Maryland Education That Is Multicultural and Achievement Network (ETMA) was established in 2000 to provide a forum for the exchange of best practices and to reinforce the statewide implementation of multicultural education. The ETMA network addresses NAME goals for programs meeting the needs of diverse populations statewide and within school districts. Maryland is one of the 10 most ethnically and racially diverse states in the nation.


G. Pritchy Smith Multicultural Educator Award
Jioanna Carjuzaa

 Dr. Jioanna Carjuzaa holds a Ph.D. in Multicultural, Social and Bilingual Foundations of Education from the University of Colorado-Boulder. At Montana State University she is a tenured professor who teaches courses in education and Native American Studies.  She also serves as the facilitator of Indian Education for All (IEFA) professional development opportunities. With her commitment to implementing culturally responsive pedagogy and the personal connections she has in Indian country, Jioanna is considered one of the nation’s experts on IEFA.
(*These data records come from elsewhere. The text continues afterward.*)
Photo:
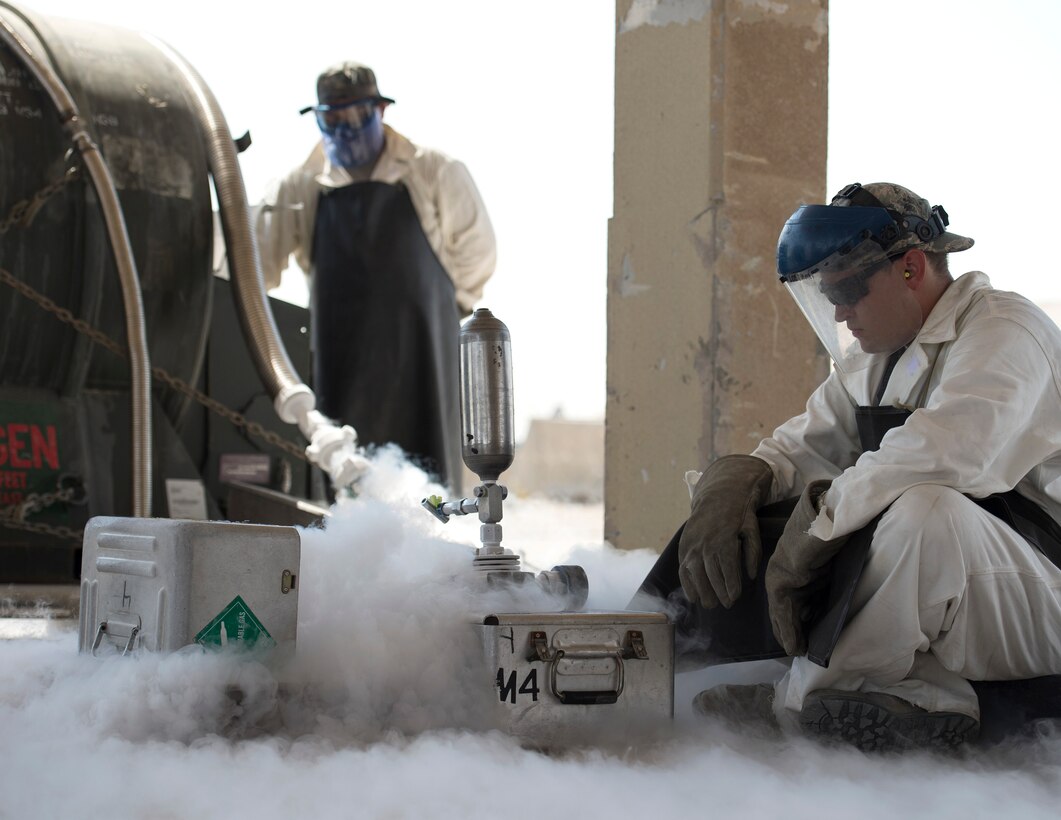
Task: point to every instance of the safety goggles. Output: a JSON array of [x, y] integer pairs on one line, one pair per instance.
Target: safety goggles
[[354, 115]]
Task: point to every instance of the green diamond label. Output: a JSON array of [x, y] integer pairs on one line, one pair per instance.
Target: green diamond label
[[236, 626]]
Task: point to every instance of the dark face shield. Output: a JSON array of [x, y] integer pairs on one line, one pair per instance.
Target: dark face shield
[[840, 280]]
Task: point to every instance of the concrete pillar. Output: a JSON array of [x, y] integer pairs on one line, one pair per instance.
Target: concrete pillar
[[720, 120]]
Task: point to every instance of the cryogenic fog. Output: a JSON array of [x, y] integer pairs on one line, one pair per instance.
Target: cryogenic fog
[[379, 714]]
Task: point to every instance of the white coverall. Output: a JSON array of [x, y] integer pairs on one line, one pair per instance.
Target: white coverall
[[950, 593], [446, 199]]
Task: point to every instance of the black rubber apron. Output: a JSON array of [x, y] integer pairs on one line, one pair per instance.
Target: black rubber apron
[[385, 327], [708, 637]]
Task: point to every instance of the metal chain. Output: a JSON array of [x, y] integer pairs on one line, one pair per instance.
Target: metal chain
[[176, 383], [14, 516], [22, 212]]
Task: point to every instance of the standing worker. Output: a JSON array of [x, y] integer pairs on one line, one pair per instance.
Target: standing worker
[[398, 245], [927, 464]]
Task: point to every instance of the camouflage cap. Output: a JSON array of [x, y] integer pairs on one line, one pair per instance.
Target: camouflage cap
[[904, 202], [347, 83]]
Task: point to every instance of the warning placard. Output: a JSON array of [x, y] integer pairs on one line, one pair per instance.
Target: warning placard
[[236, 626], [29, 450]]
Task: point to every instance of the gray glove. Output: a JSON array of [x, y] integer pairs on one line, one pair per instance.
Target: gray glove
[[722, 533], [798, 561]]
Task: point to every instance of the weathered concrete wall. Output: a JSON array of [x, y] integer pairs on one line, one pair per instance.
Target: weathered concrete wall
[[720, 121]]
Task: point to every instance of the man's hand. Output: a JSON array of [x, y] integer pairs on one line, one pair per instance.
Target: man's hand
[[722, 535], [799, 560]]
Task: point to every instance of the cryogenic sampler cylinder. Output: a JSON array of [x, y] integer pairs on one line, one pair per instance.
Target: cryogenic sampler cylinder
[[486, 396]]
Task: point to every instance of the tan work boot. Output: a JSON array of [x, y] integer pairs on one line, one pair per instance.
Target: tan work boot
[[738, 704], [875, 721]]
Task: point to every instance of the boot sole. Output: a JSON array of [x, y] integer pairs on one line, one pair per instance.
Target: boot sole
[[850, 718]]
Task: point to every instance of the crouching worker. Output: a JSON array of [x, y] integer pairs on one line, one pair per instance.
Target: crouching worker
[[899, 539]]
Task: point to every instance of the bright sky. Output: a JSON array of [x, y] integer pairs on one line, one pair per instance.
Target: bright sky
[[955, 99]]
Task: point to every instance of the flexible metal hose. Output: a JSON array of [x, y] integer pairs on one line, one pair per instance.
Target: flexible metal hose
[[259, 327], [135, 326]]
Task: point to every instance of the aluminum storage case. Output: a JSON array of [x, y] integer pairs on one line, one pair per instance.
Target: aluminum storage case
[[569, 678], [162, 583]]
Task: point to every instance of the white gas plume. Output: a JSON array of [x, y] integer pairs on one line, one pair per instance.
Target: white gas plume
[[380, 712]]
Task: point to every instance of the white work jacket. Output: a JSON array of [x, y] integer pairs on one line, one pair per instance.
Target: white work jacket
[[983, 380], [444, 195]]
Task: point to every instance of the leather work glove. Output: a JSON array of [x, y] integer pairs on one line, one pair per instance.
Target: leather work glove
[[722, 534], [799, 560]]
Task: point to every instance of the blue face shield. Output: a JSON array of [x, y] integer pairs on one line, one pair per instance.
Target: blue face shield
[[354, 137]]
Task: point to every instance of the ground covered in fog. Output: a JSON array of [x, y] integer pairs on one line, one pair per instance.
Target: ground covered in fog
[[380, 716]]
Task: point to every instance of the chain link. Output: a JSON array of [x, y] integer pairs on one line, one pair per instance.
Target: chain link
[[22, 213]]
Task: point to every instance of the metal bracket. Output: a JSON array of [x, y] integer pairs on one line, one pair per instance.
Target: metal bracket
[[633, 648], [102, 629], [540, 650]]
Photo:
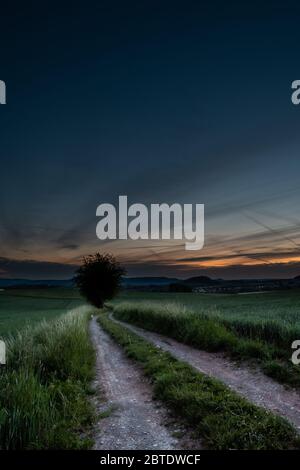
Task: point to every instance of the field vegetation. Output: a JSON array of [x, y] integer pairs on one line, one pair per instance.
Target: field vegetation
[[256, 327], [45, 384], [24, 307], [220, 417]]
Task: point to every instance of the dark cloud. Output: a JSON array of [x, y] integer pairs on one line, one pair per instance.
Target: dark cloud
[[11, 268]]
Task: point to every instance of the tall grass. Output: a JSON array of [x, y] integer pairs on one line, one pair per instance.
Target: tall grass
[[268, 343], [223, 419], [43, 387]]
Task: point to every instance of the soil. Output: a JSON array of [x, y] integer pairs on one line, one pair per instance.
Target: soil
[[132, 419], [247, 381]]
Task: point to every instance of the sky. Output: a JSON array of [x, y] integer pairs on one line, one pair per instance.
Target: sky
[[186, 102]]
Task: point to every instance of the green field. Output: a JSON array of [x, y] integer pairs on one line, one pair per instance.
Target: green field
[[259, 327], [279, 306], [20, 307]]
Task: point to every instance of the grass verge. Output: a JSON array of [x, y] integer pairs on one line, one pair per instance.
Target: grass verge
[[219, 416], [44, 386], [213, 334]]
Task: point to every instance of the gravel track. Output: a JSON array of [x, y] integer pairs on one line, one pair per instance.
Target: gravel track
[[134, 420], [248, 382]]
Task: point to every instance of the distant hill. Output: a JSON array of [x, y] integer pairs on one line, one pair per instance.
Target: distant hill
[[148, 281], [199, 280], [36, 283]]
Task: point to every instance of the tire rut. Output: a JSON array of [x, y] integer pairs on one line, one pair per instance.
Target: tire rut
[[250, 383], [134, 420]]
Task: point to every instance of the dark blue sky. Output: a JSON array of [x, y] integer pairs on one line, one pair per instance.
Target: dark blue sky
[[165, 102]]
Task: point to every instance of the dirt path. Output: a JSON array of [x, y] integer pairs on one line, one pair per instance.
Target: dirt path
[[135, 422], [252, 384]]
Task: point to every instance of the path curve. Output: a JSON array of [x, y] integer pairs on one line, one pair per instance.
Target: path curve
[[248, 382], [136, 421]]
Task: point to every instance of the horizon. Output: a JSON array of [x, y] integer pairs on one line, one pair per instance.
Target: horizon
[[163, 103]]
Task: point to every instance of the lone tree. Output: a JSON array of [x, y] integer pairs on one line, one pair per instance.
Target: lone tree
[[99, 278]]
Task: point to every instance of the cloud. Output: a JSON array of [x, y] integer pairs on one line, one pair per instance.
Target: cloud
[[12, 268]]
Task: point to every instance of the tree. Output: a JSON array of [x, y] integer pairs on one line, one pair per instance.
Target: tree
[[99, 278]]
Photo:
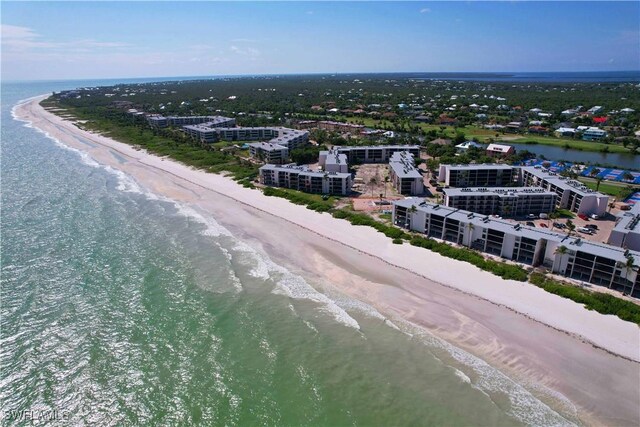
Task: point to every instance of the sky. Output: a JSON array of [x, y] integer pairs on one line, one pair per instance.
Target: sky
[[85, 40]]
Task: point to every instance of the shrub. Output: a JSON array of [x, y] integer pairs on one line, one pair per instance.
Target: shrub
[[600, 302]]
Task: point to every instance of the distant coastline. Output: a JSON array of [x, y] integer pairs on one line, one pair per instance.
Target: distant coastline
[[630, 76]]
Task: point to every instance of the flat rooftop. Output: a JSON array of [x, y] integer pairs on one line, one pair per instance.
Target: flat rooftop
[[561, 181], [499, 191], [335, 158], [267, 146], [303, 169], [629, 221], [403, 165], [379, 147], [479, 166]]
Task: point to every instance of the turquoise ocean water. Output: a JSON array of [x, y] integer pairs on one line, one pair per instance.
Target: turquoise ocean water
[[123, 308]]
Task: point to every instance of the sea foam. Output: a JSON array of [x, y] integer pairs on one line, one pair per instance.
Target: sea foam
[[524, 406]]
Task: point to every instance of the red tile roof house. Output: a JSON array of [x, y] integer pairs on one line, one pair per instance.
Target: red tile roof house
[[499, 150], [446, 120], [538, 129]]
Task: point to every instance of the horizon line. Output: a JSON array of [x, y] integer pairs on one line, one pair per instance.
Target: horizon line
[[316, 74]]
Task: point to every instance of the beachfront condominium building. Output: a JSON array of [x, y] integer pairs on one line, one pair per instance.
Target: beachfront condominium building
[[290, 138], [375, 153], [485, 175], [572, 195], [217, 131], [333, 161], [211, 121], [579, 259], [626, 233], [268, 152], [302, 178], [340, 126], [505, 201], [405, 177]]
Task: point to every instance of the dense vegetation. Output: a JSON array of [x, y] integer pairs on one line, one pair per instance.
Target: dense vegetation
[[165, 142], [278, 100], [386, 101]]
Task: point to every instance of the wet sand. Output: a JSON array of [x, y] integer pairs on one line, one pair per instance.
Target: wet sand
[[539, 339]]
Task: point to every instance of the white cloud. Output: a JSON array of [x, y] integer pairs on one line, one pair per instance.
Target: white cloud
[[245, 51], [16, 38], [243, 41]]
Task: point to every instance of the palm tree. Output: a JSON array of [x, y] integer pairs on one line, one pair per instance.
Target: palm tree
[[386, 181], [372, 182], [598, 181], [627, 176], [562, 251], [629, 267], [413, 209], [470, 227], [570, 227]]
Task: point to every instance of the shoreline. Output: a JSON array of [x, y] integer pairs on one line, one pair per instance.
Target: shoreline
[[483, 295]]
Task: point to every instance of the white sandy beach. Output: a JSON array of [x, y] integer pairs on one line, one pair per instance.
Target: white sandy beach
[[590, 358]]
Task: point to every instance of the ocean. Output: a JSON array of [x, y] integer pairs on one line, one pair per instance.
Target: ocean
[[122, 307]]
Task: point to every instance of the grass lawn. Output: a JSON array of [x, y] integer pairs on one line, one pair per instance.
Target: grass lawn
[[484, 134]]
Jioanna has been active in NAME since 1997, presenting at numerous conferences, as well as volunteering through assignments such as organizing the Conversations with the Authors series and reviewing conference proposals. She was a founder of the Oregon Chapter of NAME (OR-NAME), served as the first President from 2003-2006 and hosted the Inaugural OR-NAME Conference. She was a delegate on the NAME People to People trips to China and South Africa. In addition, Jioanna has an extensive publishing record and has contributed to Multicultural Perspectives, including one of its most downloaded articles ever, Montana’s Indian Education for All: Applying Multicultural Education Theory.

For more than two decades, Jioanna has distinguished herself as a multicultural educator, opening the eyes, minds, and hearts of her students. She embraces a framework of critical pedagogy and has taught over 10,000 students in hundreds of courses. Not only has her teaching touched her students, but her students have gone on to teach tens of thousands of others. In addition, through her scholarship and outreach she has inspired audiences across the U.S. and abroad. Teaching in the Middle and Secondary Schools, now in its 10th edition, is one of the most widely used methodology textbooks in teacher preparation programs worldwide.